Trying to open a file for writing that is already open for writing
should result in an exception.
It's all too easy to accidentally open a shelve for writing twice and
this can lead to hard to track down database corruption errors.
Amir
PAolo
--
if you have a minute to spend please visit my photogrphy site:
http://mypic.co.nr
But if this is usually a serious bug, shouldn't an exception be raised?
Amir
executing "rm -rf /" via subprocess is usually also a bad idea. So? No
language can prevent you from doing such mistake. And there is no way to
know if a file is opened twice - it might that you open the same file
twice via e.g. a network share.

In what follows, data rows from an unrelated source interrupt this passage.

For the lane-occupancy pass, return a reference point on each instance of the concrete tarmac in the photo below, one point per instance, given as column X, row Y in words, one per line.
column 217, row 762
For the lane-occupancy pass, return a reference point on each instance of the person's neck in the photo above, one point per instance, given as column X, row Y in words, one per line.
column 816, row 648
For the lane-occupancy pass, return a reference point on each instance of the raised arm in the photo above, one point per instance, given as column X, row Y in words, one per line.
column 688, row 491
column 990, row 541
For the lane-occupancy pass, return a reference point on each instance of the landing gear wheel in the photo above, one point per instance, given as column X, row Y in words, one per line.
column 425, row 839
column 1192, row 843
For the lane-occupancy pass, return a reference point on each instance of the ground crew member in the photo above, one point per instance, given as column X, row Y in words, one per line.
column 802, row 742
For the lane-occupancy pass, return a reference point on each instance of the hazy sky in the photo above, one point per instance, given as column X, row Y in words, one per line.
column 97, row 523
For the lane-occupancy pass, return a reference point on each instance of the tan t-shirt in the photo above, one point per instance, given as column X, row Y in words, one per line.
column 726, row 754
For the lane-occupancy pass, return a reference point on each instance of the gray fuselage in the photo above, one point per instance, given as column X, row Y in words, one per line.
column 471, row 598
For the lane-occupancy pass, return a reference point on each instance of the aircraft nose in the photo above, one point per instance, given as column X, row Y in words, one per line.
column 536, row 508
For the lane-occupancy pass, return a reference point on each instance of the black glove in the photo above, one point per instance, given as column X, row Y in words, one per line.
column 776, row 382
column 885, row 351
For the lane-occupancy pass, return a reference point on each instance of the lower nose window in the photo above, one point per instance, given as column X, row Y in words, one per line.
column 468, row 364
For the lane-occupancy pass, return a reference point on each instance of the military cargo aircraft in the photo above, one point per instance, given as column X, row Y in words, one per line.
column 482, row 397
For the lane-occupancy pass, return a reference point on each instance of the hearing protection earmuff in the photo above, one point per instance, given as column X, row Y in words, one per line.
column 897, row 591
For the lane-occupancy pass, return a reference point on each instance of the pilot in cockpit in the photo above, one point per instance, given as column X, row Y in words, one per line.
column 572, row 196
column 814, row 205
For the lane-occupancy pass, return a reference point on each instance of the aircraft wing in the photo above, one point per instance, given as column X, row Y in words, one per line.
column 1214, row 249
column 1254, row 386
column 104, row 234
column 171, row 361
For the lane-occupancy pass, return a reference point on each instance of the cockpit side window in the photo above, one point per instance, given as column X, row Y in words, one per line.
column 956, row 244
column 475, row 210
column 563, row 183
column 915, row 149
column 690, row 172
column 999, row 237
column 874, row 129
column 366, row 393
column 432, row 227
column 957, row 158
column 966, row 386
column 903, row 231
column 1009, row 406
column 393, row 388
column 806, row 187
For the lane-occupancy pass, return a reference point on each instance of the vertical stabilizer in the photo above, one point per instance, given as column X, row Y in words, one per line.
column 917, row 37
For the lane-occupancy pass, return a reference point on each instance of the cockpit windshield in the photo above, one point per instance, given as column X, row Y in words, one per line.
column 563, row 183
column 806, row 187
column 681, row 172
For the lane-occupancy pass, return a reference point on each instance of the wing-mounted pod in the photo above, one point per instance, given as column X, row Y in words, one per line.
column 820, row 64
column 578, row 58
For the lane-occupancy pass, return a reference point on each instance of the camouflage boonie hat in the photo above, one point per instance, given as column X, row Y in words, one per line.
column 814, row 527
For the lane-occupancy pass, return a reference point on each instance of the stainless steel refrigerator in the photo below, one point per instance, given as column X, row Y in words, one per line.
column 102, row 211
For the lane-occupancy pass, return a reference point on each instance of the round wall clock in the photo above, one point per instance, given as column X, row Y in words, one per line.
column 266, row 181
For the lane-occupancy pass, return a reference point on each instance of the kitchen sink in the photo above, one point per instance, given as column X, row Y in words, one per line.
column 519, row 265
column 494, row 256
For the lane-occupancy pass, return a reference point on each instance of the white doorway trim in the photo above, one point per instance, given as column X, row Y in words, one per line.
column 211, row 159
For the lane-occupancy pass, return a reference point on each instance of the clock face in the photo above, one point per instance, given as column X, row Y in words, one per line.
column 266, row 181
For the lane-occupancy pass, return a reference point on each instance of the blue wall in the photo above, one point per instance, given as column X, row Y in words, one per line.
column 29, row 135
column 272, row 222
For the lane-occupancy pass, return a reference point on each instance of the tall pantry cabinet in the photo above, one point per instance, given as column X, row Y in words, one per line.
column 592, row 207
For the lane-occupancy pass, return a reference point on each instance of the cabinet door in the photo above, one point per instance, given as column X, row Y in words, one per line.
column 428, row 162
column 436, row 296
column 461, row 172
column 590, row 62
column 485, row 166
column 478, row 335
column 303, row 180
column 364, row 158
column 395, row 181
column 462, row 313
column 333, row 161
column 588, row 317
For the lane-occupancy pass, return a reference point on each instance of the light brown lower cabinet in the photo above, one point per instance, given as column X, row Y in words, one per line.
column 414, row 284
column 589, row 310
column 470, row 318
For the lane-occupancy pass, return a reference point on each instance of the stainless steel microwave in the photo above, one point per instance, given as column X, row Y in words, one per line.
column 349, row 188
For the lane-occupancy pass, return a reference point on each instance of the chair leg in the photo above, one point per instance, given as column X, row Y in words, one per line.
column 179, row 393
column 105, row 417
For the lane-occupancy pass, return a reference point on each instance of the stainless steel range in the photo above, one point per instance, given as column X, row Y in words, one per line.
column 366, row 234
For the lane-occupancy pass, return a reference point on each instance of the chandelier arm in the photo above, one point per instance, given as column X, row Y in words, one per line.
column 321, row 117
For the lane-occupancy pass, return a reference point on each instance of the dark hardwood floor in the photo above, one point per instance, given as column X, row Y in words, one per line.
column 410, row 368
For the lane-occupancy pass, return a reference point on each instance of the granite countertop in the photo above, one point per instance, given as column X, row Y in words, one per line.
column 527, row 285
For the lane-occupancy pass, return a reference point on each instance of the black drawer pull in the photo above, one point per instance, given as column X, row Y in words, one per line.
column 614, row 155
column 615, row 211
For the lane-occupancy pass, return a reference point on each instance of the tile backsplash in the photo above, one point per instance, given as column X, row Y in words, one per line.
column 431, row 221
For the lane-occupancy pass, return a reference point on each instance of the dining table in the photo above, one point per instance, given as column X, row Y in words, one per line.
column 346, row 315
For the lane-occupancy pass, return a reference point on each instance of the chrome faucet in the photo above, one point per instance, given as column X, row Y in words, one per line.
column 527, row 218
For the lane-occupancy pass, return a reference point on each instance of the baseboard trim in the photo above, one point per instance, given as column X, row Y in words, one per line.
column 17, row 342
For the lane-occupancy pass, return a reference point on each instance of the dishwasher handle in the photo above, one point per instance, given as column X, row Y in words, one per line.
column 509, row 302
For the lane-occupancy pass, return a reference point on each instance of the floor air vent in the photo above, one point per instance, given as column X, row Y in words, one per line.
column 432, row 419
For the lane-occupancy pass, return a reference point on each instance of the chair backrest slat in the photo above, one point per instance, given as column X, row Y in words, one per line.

No way to know that it is the same file.
Diez
I'd have a fixed field at the beginning of the field that can hold the
hostname process number, and access time of a writing process, togeher
with a sentinal value that means "no process has access to the file".
A program would:
1. wait a random time.
2. open for update the file
3. read the locking data
4. If it is already being used by another process then goto 1.
5. write the process's locking data and time into the lock field.
6 Modify the files other fields.
7 write the sentinal value to the locking field.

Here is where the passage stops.